ECLI:NL:CRVB:2019:2739
Centrale Raad van Beroep
- Hoger beroep
- Rechtspraak.nl
Beoordeling van de geschiktheid van functies voor arbeidsongeschikte werknemer na auto-ongeluk
In deze zaak heeft de Centrale Raad van Beroep op 8 augustus 2019 uitspraak gedaan in hoger beroep tegen een eerdere uitspraak van de rechtbank Rotterdam. De zaak betreft een werknemer, [naam betrokkene], die na een auto-ongeluk op 9 april 2014 arbeidsongeschikt raakte. Hij had een aanvraag ingediend voor een uitkering op grond van de Wet werk en inkomen naar arbeidsvermogen (Wet WIA). Het Uwv had hem in 2016 een loongerelateerde WGA-uitkering toegekend, waarbij hij voor 71,59% arbeidsongeschikt werd geacht. Appellante, [X] B.V., was het niet eens met deze beoordeling en stelde dat betrokkene volledig en duurzaam arbeidsongeschikt was.

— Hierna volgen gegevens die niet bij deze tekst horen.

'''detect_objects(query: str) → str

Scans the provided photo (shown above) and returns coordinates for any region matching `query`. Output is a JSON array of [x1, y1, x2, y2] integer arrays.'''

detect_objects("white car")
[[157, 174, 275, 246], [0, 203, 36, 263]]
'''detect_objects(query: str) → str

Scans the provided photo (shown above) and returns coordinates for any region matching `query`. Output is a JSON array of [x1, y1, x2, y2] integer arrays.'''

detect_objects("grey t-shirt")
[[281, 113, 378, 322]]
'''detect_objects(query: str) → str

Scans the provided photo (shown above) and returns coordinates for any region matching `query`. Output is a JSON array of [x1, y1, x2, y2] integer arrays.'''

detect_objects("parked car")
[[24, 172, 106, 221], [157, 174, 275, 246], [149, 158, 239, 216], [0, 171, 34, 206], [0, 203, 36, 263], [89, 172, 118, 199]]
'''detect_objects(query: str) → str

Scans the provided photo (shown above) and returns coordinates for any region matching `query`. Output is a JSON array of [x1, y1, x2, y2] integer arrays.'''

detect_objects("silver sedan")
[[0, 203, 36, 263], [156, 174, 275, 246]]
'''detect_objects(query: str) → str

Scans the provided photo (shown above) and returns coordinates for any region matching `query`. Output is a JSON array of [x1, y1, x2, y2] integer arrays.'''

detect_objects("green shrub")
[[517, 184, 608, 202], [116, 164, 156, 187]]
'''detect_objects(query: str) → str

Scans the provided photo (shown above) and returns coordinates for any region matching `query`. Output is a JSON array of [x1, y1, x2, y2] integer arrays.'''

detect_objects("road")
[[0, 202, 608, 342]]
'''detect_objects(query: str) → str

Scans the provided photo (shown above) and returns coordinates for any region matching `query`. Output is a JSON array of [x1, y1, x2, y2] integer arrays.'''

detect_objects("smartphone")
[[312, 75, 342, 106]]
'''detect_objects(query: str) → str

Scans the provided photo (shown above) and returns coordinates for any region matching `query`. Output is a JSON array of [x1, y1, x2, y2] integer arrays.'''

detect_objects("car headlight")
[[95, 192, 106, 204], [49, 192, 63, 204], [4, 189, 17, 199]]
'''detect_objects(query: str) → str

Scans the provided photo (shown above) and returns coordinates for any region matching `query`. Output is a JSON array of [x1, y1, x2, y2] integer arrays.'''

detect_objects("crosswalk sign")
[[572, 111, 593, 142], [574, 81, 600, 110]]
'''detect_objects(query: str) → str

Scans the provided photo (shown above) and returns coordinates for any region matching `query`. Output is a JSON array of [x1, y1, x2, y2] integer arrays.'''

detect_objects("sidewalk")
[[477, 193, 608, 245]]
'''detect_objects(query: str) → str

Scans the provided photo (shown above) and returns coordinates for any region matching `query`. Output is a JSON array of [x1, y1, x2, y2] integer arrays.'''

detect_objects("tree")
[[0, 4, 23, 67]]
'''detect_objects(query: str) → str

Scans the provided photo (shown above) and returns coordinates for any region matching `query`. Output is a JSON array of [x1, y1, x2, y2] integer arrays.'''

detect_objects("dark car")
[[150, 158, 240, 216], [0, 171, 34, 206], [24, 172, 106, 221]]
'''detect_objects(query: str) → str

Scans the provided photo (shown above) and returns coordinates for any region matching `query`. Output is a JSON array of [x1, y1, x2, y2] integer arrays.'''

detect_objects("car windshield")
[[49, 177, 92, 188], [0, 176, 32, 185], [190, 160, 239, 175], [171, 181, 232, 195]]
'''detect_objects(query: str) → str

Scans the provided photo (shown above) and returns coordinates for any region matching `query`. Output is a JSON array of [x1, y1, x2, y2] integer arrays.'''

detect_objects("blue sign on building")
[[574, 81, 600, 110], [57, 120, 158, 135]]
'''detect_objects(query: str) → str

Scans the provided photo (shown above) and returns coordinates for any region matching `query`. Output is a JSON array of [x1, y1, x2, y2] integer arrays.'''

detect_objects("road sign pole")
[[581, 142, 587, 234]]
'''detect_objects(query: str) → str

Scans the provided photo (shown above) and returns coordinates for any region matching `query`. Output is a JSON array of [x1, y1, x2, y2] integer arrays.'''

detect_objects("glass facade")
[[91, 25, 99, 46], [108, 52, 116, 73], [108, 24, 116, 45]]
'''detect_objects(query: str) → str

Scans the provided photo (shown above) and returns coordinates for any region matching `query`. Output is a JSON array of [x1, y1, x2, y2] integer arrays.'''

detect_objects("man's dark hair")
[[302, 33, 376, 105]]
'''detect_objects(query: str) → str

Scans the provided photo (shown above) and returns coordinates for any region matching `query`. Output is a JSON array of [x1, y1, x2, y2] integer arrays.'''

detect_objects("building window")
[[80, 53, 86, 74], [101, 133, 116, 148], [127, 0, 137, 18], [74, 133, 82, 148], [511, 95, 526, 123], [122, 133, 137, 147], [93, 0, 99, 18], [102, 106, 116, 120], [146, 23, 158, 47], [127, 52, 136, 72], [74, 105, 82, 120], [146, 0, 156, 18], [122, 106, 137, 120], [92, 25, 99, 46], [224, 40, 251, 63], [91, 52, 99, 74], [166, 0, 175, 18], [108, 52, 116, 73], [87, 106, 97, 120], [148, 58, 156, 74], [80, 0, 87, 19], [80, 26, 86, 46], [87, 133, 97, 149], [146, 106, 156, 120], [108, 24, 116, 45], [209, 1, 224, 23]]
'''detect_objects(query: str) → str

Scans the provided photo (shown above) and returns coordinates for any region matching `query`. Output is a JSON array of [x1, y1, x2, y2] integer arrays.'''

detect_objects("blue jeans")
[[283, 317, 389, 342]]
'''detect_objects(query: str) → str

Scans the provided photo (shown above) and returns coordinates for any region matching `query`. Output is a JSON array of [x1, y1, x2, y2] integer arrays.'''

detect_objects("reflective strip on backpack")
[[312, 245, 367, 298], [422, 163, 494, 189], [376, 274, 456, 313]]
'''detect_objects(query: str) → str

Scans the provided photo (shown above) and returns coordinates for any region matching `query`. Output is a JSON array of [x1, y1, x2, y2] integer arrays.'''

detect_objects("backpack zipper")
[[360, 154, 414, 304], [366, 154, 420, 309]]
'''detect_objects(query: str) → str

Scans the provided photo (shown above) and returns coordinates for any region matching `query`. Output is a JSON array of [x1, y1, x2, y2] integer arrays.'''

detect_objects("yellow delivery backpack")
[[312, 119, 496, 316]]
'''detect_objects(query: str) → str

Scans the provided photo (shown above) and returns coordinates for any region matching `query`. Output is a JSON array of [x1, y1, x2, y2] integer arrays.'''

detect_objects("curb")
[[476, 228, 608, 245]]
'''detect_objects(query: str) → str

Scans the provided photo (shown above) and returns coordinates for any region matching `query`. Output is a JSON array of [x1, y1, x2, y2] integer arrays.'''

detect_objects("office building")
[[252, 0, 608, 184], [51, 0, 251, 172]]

De rechtbank had eerder het beroep van appellante gegrond verklaard, maar het Uwv had in een herzien besluit de mate van arbeidsongeschiktheid verlaagd naar 52,34%. In hoger beroep voerde appellante aan dat betrokkene meer beperkingen had dan door het Uwv was aangenomen en dat de geselecteerde functies niet geschikt waren. De Raad oordeelde dat de beroepsgrond van appellante over de ongelijke procespositie niet slaagde, omdat zij met toestemming van betrokkene inzage had in de medische gegevens en had kunnen reageren op de rapporten.
De Raad bevestigde dat de rechtbank terecht had geoordeeld dat de functionele mogelijkheden van betrokkene correct waren vastgesteld en dat hij in staat was om de geselecteerde functies te vervullen. De Raad oordeelde dat er geen aanleiding was om te twijfelen aan de medische beoordeling van het Uwv en dat de geselecteerde functies in medisch opzicht geschikt waren. De uitspraak van de rechtbank werd bevestigd en er werd geen veroordeling in proceskosten uitgesproken.